Currently this can't be done, and the only safe way to interact with the pointers is to use libc::malloc and libc::free on the Rust side. This is for at least a few reasons that I can identify:

First, it is explicitly not allowed according to the documentation of std::alloc::System, which says: "it is not valid to mix use of the backing system allocator with System, as this implementation may include extra work, such as to serve alignment requests greater than the alignment provided directly by the backing system allocator."

Second, even if it were allowed, it would require the C API to inform its clients of the capacity and length of allocated pointers. For example, consider these code snippets:

// C code
typedef struct {
    size_t len;
    unsigned char *buf;
} sized_buf_t;

// clone a zero-terminated string into a length+buffer string
sized_buf_t copy_cstr(const char *cstr) {
    size_t cap = 0;
    size_t len = 0;
    unsigned char *buf = NULL;
    for (const char *p = cstr; *p; ++p) {
        if (len == cap) {
            cap = MAX(1, 2 * cap);
            buf = realloc(out, cap);
        }
        buf[len++] = *(unsigned char*)p;
    }
    return {len, buf};
}

// Rust code

use std::alloc::System;

fn copy_cstr(cstr: &CStr) -> Vec<u8, System> {
    unsafe {
        let sb = c::copy_cstr(cstr.as_ptr());
        Vec::from_raw_parts_in(sb.buf, sb.len, todo!("we don't know the capacity..."), System)
    }
}

This code can't be made to work, because we are not allowed to construct a Vec without knowing the capacity of the underlying allocation. Even though the underlying free doesn't care, the documentation of Vec::from_raw_parts_in prohibits this. See e.g. #99 for further discussion.

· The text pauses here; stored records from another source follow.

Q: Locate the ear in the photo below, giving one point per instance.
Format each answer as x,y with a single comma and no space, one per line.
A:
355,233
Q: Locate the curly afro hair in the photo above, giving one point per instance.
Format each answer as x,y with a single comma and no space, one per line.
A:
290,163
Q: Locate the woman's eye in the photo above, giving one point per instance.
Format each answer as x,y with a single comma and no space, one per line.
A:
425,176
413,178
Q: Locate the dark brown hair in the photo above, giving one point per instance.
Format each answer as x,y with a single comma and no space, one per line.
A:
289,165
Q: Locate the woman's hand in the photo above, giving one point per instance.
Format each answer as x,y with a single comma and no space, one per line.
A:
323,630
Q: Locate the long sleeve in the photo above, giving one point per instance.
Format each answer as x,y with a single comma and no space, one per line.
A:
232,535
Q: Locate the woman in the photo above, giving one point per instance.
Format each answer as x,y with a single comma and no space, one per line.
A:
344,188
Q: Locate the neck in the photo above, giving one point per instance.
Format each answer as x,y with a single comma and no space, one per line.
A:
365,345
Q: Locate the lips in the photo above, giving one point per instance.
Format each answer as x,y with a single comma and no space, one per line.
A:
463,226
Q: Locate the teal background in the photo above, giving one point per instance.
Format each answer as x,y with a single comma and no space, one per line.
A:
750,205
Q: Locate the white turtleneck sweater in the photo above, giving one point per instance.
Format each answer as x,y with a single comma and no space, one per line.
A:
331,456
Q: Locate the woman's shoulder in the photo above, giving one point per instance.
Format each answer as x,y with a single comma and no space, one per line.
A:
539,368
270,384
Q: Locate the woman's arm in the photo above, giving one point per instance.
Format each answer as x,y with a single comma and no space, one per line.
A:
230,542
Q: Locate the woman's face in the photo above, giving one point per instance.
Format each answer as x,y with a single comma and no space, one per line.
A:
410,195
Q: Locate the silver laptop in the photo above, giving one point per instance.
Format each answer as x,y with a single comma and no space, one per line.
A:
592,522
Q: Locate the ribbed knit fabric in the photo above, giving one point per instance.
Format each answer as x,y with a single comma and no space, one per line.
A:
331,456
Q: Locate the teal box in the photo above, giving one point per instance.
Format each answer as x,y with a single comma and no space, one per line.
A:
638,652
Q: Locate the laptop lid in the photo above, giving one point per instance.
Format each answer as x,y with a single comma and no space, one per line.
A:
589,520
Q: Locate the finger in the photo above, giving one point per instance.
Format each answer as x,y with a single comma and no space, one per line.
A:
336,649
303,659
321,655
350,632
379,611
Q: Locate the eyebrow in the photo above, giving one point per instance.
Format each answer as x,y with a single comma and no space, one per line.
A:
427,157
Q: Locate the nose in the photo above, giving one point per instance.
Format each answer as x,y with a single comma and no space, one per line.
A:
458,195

Third, even if the above two issues were solved, the ergonomics are still bad because (AFAIK) there's no automatic way to convert from Vec<_, System> to Vec<_>, even if the global allocator is indeed System. It would be nice if we could write code like this:

let v: Vec<_> = copy_cstr(c"foo");

and have it compile in programs where the global allocator is System, and fail with a type error otherwise. However, even in such programs, Vec<T, System> and Vec<T, Global> are still different types.